I can’t believe I’m saying this, but I’ve started to think that Parallel JS (nee Rivertrail) should not demand pure callbacks to functions like map() and so forth. Rather it should just accept arbitrary functions. Previously, I thought that it was important that ParallelArray methods should only accept functions which, at least in a perfect world, would be safely parallelizable. But I am no longer so sure why that is an important goal. Here is my reasoning.

First, we always retain the right to execute sequentially. If we’re executing sequentially, it’s actively harder to enforce purity than it is to permit mutation—we will have to put in place some kind of proxying or write monitoring. I would really like it if using ParallelArray methods was never slower than writing an equivalent for loop in JavaScript. That is, writing parallel_array.map(f) should not be slower than normal_array.map(f). But if we have to impose write monitoring, it will almost certainly be slower, in the event that we cannot parallelize. It will also be less general.

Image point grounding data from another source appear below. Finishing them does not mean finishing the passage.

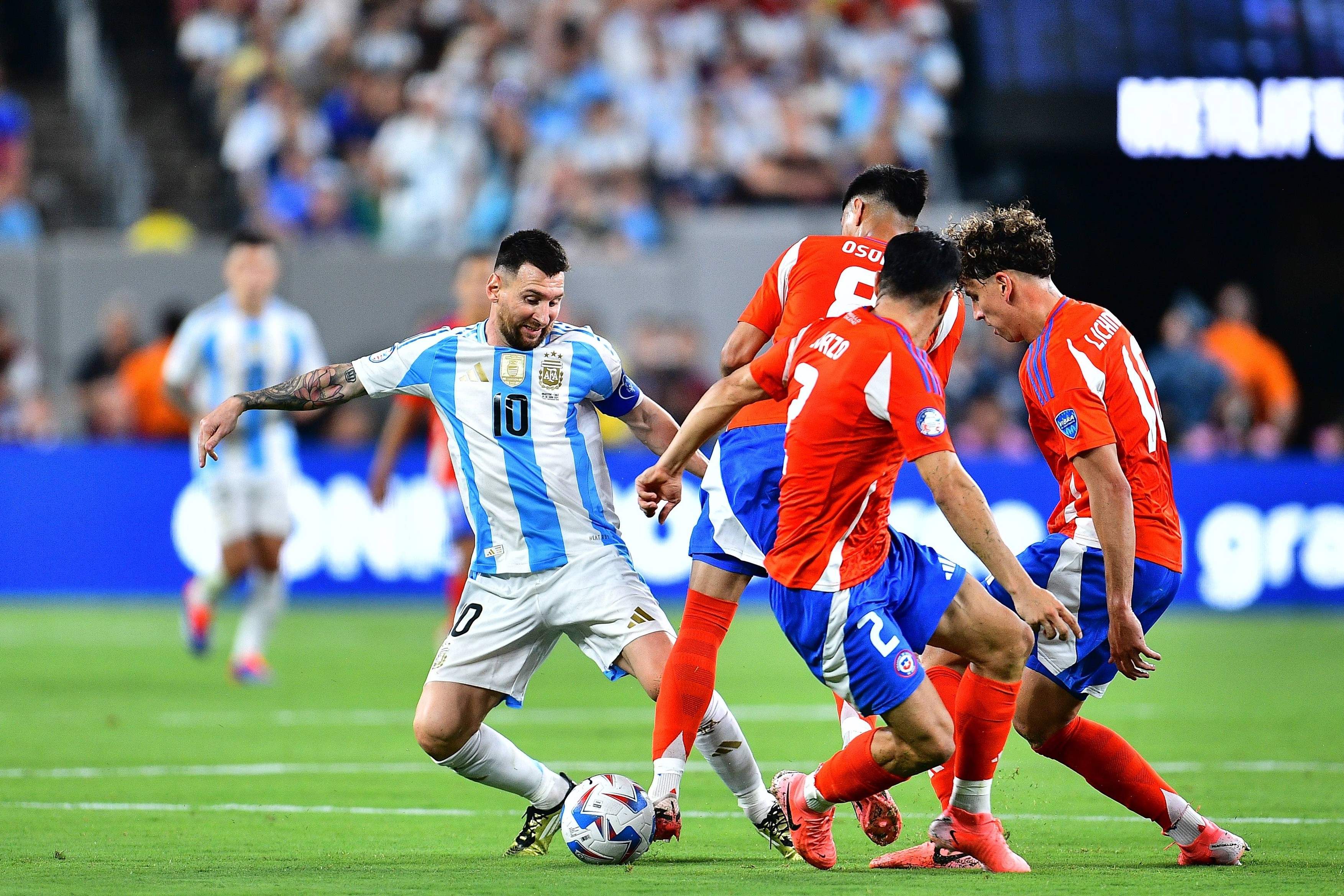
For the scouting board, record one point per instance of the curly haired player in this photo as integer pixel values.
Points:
(858, 601)
(1113, 554)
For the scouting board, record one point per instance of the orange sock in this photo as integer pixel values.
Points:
(689, 679)
(853, 773)
(983, 722)
(947, 681)
(1116, 769)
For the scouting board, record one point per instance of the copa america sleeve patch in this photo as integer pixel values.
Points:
(930, 422)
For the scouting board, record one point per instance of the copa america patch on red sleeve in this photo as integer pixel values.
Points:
(1068, 422)
(930, 422)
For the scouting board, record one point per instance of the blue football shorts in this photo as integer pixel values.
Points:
(1077, 575)
(865, 641)
(740, 500)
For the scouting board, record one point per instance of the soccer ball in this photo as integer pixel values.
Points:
(608, 820)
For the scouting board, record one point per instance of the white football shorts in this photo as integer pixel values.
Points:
(507, 625)
(251, 504)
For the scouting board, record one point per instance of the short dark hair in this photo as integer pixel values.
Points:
(902, 189)
(1013, 238)
(171, 317)
(249, 237)
(920, 266)
(534, 248)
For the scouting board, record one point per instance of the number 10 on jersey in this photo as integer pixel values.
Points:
(511, 414)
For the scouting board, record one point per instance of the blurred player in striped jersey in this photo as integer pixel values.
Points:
(1113, 555)
(474, 305)
(244, 339)
(520, 395)
(816, 277)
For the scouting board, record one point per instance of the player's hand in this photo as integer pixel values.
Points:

Second, it’s not clear to me what negative side effect (no pun intended) comes of permitting mutation in the callbacks. In cases where we can tell at compile time that the function is safe, we can permit it to execute in parallel. In cases where we cannot, we can speculatively run in parallel and then monitor the suspicious writes (as indeed we do today). If we detect a violation, it just means we fallback to sequential (just as we do today). It’s not like telling users they are not supposed to write to shared data means that they will not; ultimately, we must always be ready to enforce this contract dynamically, so the only question is what happens when we detect a violation.